The CASW-gifted collection at Merthyr Tydfil is explored in a colour publication written by David Moore. Well-known works by Welsh artists include Alfred Janes's 1938 Salome, Cedric Morris's 1930s Caeharris Post Office, Dowlais and The Tips, Dowlais and Brenda Chamberlain's 1950 Children on the Seashore. Rarely-seen works, which have been conserved recently, include Josef Herman's 1950s Sad News, Will Roberts's 1954 Bideford Bridge, Ray Howard-Jones's 1959 South Haven and Arthur Giardelli's 1964 abstract relief Pembrokeshire Panel. Giardelli came to Merthyr Tydfil as a teacher during the Second World War.
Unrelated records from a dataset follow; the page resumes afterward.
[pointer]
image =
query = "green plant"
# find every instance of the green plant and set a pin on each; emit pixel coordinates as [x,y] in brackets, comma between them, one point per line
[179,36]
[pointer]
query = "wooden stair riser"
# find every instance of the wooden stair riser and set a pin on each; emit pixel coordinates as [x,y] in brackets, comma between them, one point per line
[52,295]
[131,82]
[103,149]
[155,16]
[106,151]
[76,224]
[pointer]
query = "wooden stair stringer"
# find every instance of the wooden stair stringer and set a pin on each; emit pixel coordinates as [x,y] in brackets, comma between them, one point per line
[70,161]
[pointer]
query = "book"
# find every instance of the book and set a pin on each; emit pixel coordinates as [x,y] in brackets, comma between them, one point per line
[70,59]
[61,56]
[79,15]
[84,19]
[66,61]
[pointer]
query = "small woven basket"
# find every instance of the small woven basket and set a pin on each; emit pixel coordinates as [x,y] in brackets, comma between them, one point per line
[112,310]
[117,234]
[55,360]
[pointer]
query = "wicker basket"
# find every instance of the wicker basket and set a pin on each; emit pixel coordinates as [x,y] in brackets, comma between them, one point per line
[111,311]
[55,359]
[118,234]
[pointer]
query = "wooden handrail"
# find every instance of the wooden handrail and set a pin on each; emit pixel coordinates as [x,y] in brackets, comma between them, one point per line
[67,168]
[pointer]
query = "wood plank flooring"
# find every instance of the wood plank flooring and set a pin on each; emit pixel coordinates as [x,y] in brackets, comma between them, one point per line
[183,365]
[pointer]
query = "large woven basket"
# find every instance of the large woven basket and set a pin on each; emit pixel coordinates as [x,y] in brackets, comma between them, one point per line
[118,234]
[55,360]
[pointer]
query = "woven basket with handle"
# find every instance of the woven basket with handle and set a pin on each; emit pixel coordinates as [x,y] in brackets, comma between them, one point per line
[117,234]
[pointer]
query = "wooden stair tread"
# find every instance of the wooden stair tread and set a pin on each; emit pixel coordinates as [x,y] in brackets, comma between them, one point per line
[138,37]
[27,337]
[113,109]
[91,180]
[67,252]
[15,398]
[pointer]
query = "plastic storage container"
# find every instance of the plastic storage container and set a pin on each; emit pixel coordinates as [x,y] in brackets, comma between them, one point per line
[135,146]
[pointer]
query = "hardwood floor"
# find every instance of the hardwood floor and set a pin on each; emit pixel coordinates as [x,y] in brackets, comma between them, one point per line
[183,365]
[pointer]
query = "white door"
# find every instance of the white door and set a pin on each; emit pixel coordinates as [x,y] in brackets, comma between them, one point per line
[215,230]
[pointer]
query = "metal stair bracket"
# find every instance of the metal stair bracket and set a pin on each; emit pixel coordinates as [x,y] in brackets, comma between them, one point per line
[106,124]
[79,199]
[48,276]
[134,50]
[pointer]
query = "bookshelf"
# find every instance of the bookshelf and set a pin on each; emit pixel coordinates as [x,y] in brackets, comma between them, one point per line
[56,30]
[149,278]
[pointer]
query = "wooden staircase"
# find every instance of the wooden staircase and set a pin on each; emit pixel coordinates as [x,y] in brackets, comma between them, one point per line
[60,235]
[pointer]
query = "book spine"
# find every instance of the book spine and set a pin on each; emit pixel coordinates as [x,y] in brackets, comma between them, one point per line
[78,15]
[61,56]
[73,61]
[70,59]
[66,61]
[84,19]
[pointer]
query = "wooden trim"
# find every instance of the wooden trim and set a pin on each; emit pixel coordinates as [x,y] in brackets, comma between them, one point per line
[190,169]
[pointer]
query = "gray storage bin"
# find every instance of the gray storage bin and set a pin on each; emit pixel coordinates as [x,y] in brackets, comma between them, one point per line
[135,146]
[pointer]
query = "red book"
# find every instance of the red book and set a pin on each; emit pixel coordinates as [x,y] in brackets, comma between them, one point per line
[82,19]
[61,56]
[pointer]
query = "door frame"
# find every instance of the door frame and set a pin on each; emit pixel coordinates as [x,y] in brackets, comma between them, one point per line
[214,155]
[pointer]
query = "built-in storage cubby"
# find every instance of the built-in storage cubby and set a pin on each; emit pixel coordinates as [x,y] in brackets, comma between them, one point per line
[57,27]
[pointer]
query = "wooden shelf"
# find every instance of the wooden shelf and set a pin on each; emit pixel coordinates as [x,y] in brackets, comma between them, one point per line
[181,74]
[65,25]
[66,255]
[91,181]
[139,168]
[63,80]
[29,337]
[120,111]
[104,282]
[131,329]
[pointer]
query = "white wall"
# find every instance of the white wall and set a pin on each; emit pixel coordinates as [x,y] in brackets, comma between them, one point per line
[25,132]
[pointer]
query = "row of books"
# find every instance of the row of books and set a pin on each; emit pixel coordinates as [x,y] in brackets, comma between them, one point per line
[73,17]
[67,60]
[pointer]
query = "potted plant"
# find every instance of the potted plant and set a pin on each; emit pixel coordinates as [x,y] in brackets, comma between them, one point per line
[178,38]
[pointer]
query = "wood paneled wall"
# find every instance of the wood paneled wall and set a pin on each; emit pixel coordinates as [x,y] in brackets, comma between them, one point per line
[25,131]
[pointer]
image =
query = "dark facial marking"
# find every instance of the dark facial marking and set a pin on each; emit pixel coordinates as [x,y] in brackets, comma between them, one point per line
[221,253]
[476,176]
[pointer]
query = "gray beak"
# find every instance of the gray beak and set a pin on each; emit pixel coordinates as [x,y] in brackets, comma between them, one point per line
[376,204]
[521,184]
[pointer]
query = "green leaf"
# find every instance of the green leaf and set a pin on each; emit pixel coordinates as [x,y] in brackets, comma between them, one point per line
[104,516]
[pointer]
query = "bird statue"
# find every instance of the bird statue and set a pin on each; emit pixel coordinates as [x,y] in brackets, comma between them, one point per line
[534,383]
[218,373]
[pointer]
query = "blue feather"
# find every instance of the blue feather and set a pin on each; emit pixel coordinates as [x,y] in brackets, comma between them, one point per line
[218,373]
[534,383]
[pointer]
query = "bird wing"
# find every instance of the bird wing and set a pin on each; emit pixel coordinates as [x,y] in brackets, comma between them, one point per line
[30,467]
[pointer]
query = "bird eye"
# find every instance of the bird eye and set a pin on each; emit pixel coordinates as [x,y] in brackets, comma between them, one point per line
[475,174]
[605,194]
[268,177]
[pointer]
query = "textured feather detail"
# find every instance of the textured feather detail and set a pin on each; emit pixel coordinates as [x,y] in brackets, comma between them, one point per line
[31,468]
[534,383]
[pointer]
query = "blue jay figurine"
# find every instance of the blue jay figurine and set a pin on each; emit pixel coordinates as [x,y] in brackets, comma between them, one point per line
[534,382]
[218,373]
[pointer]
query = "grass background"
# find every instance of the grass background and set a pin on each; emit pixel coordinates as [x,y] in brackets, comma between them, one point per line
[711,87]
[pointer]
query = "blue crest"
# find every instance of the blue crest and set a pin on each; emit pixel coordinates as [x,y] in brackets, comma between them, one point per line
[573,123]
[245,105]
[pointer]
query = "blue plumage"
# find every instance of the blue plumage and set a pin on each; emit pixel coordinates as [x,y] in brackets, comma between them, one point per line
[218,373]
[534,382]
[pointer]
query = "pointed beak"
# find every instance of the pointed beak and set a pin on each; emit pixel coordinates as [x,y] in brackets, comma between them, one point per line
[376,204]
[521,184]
Perhaps surprising is the inclusion of a c.1913 Cubist drawing by Czech sculptor Otto Gutfreund, works by Bloomsbury Group members Vanessa Bell and Henry Lamb and Camden Town painter Sylvia Gosse. Research has shed light on largely-forgotten Welsh artist James Wynne Parry, who painted Sunlight and Shadow in 1932. He emigrated to the United States and, together with Evan Walters, showed work in a 1917 exhibition Thirty Young Artists of New York City. Important works by 56 Group Wales founder members Heinz Koppel and Eric Malthouse are also included as well as a notable 1993 painting by Shani Rhys James, Morning Shave.

The CASW-gifted artworks have considerably enhanced the significance of the twentieth-century art at Cyfarthfa Castle. It is hoped that the collection will continue to be a source of pleasure and interest for Merthyr Tydfil residents and visitors.